C’est le 2 mars 1876, trente-septième anniversaire de ma naissance, entre quatre heures et demie et neuf heures du soir, que m’est arrivée la plus extraordinaire aventure qui se puisse imaginer.

Certainement, je n’ai pas rêvé, ce jour-là… J’en suis bien sûr ! –  Et pourtant…

Mais il vaut mieux raconter la chose, – et le plus brièvement possible.

… Vous n’avez pas connu mon savantissime ami Pierre Arnold ?… peut-être en avez-vous entendu parler ?… C’était le plus ardent amateur des faits tenant du prodige, des événements merveilleux, peu croyables ; un amoureux de fantastique ; un adepte convaincu du magnétisme animal ; un fervent enthousiaste du spiritisme !

Il avait à son actif des découvertes réellement stupéfiantes. Je l’ai vu, maintes fois, entre autres, prédire longtemps à l’avance des incidents que rien ne laissait prévoir et impossibles à deviner par des moyens ordinaires.

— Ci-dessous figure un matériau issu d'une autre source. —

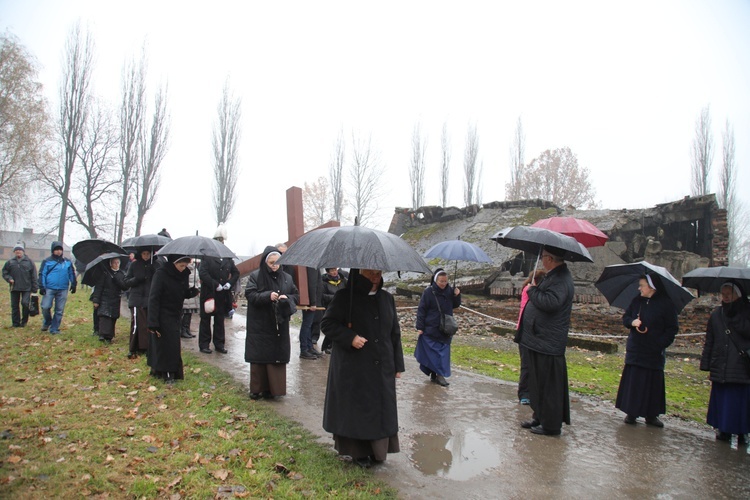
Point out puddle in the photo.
[410,428,500,481]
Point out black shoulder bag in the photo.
[430,288,458,337]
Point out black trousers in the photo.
[10,291,31,326]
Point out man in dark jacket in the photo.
[3,241,37,328]
[198,250,240,354]
[39,241,77,335]
[521,247,575,436]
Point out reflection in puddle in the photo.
[411,429,500,481]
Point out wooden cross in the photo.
[237,186,341,306]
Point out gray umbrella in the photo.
[278,226,431,273]
[490,226,594,262]
[682,266,750,295]
[156,235,237,259]
[595,260,695,313]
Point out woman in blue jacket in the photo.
[414,268,461,387]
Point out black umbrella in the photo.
[682,266,750,295]
[596,261,695,313]
[490,226,594,262]
[278,226,432,273]
[73,239,127,272]
[156,235,237,259]
[81,252,129,286]
[122,234,172,253]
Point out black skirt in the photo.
[615,365,667,418]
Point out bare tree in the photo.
[464,125,479,207]
[519,148,596,208]
[302,177,331,231]
[505,116,526,200]
[68,101,119,238]
[52,24,94,241]
[348,134,381,226]
[409,123,427,210]
[115,53,146,243]
[135,86,169,234]
[0,35,52,223]
[440,123,451,207]
[691,106,714,196]
[328,130,346,221]
[212,78,242,224]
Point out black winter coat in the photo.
[622,292,679,370]
[148,263,198,378]
[245,270,299,364]
[198,257,240,316]
[416,282,461,344]
[91,270,128,319]
[3,255,39,293]
[700,299,750,384]
[125,257,155,308]
[520,264,575,356]
[321,272,404,440]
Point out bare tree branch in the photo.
[440,122,451,207]
[212,78,242,225]
[691,106,714,196]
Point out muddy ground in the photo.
[175,301,750,499]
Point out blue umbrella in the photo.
[424,240,492,283]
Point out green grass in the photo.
[0,290,396,498]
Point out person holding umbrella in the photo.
[700,281,750,443]
[245,246,299,399]
[147,254,198,384]
[520,246,575,436]
[322,270,404,468]
[615,273,679,427]
[414,268,461,387]
[90,256,128,344]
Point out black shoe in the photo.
[521,420,539,429]
[352,457,372,469]
[646,417,664,428]
[530,425,560,436]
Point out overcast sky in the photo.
[0,0,750,255]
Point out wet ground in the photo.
[183,314,750,500]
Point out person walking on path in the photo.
[615,275,679,427]
[320,267,346,354]
[414,268,461,387]
[148,255,198,384]
[245,246,299,399]
[322,269,404,467]
[125,248,155,359]
[3,241,38,328]
[520,247,575,436]
[700,282,750,443]
[39,241,78,335]
[198,236,240,354]
[513,269,547,405]
[91,257,128,344]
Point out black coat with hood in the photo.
[321,269,404,440]
[700,298,750,384]
[245,246,299,364]
[521,264,575,356]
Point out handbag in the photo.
[29,293,39,316]
[430,288,458,337]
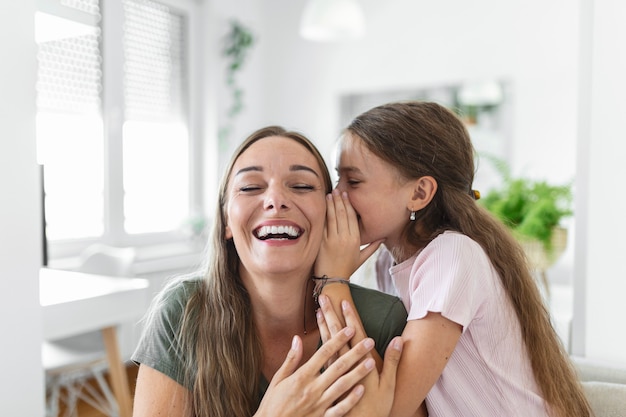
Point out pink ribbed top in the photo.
[379,232,547,417]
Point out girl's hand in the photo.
[317,295,402,417]
[314,190,382,279]
[255,327,376,417]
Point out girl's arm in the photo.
[316,190,462,417]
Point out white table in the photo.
[39,268,150,417]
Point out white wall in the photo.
[235,0,578,182]
[574,0,626,364]
[0,0,44,417]
[222,0,626,362]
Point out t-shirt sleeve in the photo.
[131,281,199,385]
[350,284,407,357]
[408,233,493,331]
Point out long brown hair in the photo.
[347,102,590,417]
[173,126,332,417]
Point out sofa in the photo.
[572,356,626,417]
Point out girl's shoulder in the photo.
[422,230,486,256]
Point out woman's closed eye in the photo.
[291,184,316,192]
[239,185,262,193]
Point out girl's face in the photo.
[337,132,413,248]
[225,136,326,276]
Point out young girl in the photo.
[316,102,590,417]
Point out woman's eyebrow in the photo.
[235,165,319,177]
[235,165,263,176]
[289,165,319,177]
[335,166,361,174]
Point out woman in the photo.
[133,127,406,417]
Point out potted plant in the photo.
[479,155,573,273]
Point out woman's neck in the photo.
[241,273,317,337]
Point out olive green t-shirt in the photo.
[132,278,407,398]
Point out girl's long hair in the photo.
[173,126,332,417]
[346,101,590,417]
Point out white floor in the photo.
[548,284,574,352]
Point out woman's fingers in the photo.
[324,384,365,417]
[270,336,302,386]
[317,294,344,336]
[320,339,376,402]
[380,336,403,395]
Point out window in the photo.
[35,0,198,258]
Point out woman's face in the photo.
[337,132,413,247]
[225,136,326,276]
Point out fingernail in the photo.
[317,295,327,307]
[391,339,402,351]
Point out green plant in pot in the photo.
[479,155,573,272]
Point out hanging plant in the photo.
[219,19,255,149]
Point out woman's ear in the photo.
[407,176,437,211]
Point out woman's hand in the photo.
[313,190,382,279]
[255,327,376,417]
[317,295,402,417]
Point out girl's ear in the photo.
[407,176,437,211]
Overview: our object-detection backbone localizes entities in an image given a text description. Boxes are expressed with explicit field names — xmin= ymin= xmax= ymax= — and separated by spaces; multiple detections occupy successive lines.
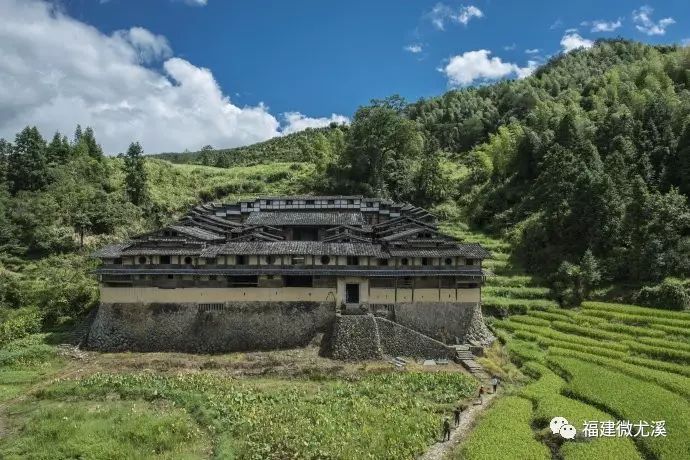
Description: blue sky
xmin=0 ymin=0 xmax=690 ymax=153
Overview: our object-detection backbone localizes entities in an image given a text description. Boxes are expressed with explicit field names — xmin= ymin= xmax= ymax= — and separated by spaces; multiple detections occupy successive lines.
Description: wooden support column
xmin=393 ymin=276 xmax=398 ymax=303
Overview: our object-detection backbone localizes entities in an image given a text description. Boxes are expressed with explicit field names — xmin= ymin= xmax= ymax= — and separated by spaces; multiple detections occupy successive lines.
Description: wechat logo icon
xmin=549 ymin=417 xmax=577 ymax=439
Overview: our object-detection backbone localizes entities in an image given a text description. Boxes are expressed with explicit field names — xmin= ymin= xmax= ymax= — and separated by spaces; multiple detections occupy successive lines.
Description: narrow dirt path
xmin=417 ymin=392 xmax=500 ymax=460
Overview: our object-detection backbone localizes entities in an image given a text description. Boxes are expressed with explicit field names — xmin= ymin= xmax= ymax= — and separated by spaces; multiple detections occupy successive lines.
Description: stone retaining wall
xmin=376 ymin=318 xmax=455 ymax=359
xmin=328 ymin=315 xmax=383 ymax=360
xmin=329 ymin=315 xmax=455 ymax=360
xmin=395 ymin=302 xmax=494 ymax=344
xmin=87 ymin=302 xmax=335 ymax=353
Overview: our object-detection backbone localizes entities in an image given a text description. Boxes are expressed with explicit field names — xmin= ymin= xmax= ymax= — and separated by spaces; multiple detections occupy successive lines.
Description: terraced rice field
xmin=440 ymin=229 xmax=690 ymax=460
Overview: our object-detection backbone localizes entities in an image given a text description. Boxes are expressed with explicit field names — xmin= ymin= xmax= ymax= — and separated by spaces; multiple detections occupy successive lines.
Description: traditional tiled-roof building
xmin=90 ymin=196 xmax=489 ymax=354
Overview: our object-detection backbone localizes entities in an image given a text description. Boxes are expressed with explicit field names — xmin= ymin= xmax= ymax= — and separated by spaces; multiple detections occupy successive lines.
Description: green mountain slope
xmin=151 ymin=124 xmax=347 ymax=168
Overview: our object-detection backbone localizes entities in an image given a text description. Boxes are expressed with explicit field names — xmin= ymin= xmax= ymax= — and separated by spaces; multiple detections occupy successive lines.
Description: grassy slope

(C’est ainsi qu’il raconta, en 1867, à des gens qui se moquèrent de lui, toute la guerre de 1870.)

Un des « appareils » prodigieux inventés par Pierre Arnold était le diadème magique : – une espèce de bandeau, tissé de soie et d’or, magnétisé par mon ami, et qui, appliqué sur le front, vous faisait voir les choses les plus abracadabrantes.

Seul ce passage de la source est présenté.